Diet Rite
- Type: Diet soda
- Manufacturer: Keurig Dr Pepper
- Origin: United States
- Introduced: 1954; 72 years ago
- Discontinued: 2024; 2 years ago
- Related products: Diet Coke, Diet Pepsi, and Tab
- Website: https://www.kdpproductfacts.com/product/a0e3h000003LJzLAAW/diet-rite-cola-12-fl-oz-us

= Diet Rite =

Soft drink brand

Diet Rite was a brand of no-calorie soft drinks that was originally distributed by the RC Cola company.

==History==

Diet Rite was introduced in 1954 and was initially released as a dietetic product, but in 1962 it was introduced nationwide and marketed to the general public as a health-oriented beverage. The original formula was sweetened with cyclamate and saccharin. After cyclamate was banned in 1969, it was removed from the product. NutraSweet brand aspartame was added after its introduction to the market, and in 1987 saccharin was eliminated entirely, along with caffeine. In the 1990s, several fruit-flavored varieties of Diet Rite were introduced.

In 2000, the line was reformulated again, this time to replace aspartame with Splenda brand sucralose and Sunett brand acesulfame potassium. It became the first major diet soda in the United States to use neither aspartame nor saccharin as a sweetener. In 2005, "Pure Zero" was added to the name, and a cherry cola flavor was introduced in 2006.

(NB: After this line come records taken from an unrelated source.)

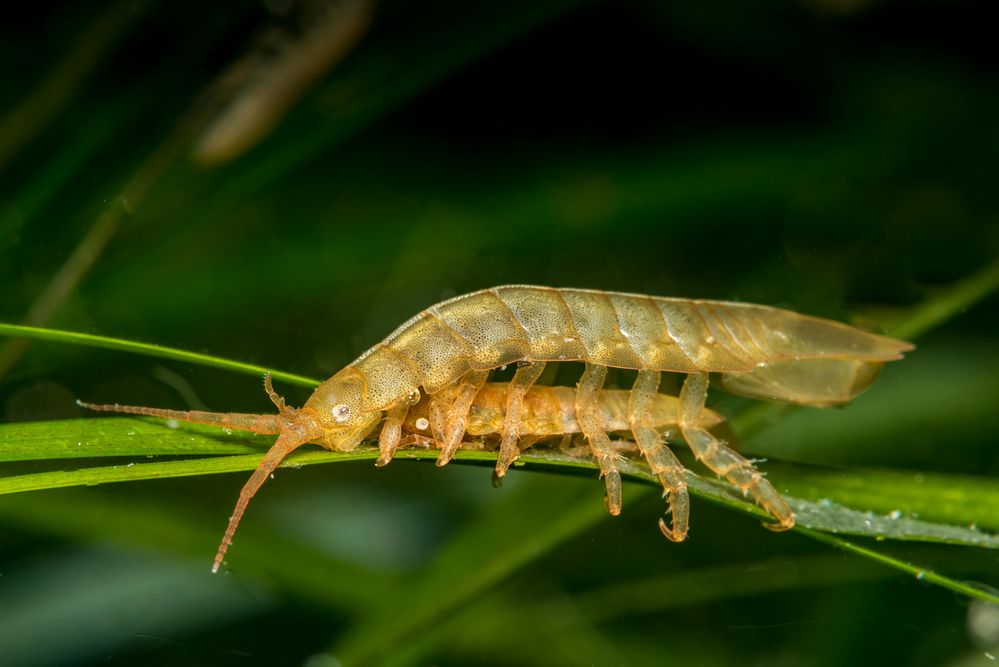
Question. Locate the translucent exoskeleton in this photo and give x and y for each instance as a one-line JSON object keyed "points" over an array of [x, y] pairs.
{"points": [[446, 352]]}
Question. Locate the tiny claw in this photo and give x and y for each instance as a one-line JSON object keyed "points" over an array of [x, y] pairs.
{"points": [[780, 527], [671, 534]]}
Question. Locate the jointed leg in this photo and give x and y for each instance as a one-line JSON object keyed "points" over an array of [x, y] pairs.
{"points": [[527, 374], [457, 415], [588, 414], [391, 435], [663, 462], [722, 460]]}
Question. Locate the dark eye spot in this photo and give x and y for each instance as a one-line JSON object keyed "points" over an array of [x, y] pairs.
{"points": [[341, 413]]}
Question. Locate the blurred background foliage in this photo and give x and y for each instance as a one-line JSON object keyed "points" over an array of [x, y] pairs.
{"points": [[836, 157]]}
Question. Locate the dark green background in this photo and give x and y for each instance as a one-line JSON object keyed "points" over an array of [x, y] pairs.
{"points": [[837, 158]]}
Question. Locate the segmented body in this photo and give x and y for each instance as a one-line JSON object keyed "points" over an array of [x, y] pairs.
{"points": [[550, 412], [448, 350]]}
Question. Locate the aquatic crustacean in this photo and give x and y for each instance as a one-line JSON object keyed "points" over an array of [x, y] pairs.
{"points": [[447, 351]]}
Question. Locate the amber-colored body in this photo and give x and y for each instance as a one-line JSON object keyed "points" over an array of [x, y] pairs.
{"points": [[447, 351]]}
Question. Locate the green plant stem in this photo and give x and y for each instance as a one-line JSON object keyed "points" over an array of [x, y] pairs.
{"points": [[160, 351]]}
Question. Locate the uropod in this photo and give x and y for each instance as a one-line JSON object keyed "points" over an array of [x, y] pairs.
{"points": [[439, 361]]}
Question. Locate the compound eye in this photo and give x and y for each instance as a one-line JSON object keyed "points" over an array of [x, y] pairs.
{"points": [[341, 413]]}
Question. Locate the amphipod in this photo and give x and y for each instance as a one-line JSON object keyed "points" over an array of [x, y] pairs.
{"points": [[447, 351]]}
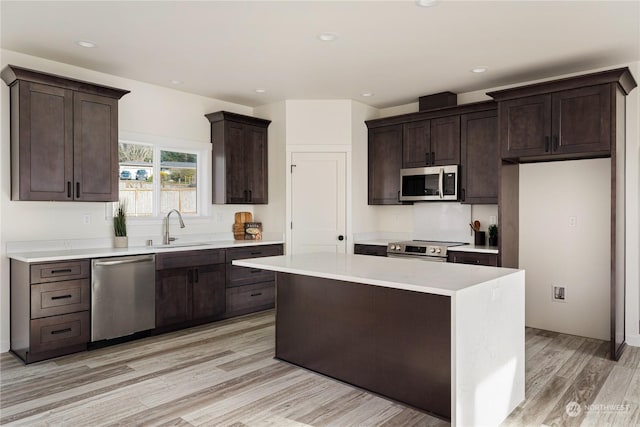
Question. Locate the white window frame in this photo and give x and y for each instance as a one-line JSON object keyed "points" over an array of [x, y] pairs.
{"points": [[203, 165]]}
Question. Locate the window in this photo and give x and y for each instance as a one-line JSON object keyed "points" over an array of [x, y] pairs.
{"points": [[155, 179]]}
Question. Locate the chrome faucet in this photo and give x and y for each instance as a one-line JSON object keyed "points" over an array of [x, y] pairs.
{"points": [[167, 238]]}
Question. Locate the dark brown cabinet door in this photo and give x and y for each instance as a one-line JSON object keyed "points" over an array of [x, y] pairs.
{"points": [[385, 162], [240, 158], [64, 136], [416, 144], [480, 160], [95, 149], [208, 291], [173, 296], [445, 141], [581, 121], [257, 169], [525, 126], [236, 164], [45, 141]]}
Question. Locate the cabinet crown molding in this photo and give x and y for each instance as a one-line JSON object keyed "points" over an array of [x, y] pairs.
{"points": [[621, 76], [219, 116], [12, 73], [432, 114]]}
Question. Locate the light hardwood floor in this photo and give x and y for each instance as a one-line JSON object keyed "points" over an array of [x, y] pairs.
{"points": [[224, 374]]}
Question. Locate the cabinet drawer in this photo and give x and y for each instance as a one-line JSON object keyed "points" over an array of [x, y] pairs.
{"points": [[51, 333], [58, 271], [239, 276], [375, 250], [189, 258], [251, 297], [51, 299], [253, 252]]}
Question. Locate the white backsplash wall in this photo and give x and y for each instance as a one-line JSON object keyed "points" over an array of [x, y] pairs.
{"points": [[565, 227], [486, 214], [442, 221]]}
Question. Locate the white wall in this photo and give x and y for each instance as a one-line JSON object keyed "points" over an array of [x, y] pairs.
{"points": [[391, 218], [148, 110], [273, 215], [318, 122], [363, 215], [553, 252]]}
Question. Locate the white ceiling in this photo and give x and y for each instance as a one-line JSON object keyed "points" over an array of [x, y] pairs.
{"points": [[395, 49]]}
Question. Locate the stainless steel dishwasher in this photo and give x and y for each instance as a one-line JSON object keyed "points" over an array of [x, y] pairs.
{"points": [[122, 296]]}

The soda was discontinued in late 2024 and remained owned by Keurig Dr Pepper.

== Flavors==
- Diet Rite Pure Zero Cola: The classic, caffeine-free diet cola.
- Diet Rite Pure Zero Red Raspberry: A highly popular, sweet, and fruity option.
- Diet Rite Pure Zero White Grape: A light, fruity flavor.
- Diet Rite Pure Zero Tangerine: A bright citrus option.
- Diet Rite Pure Zero Black Cherry: A deep, cherry-flavored soda.
- Diet Rite Pure Zero Cherry Cola: A blend of classic cola and cherry.

==Advertising==
In the early 1960s, The Paris Sisters performed a jingle for a Diet Rite television commercial that included the line "Stay thin with the best-tasting cola of all!".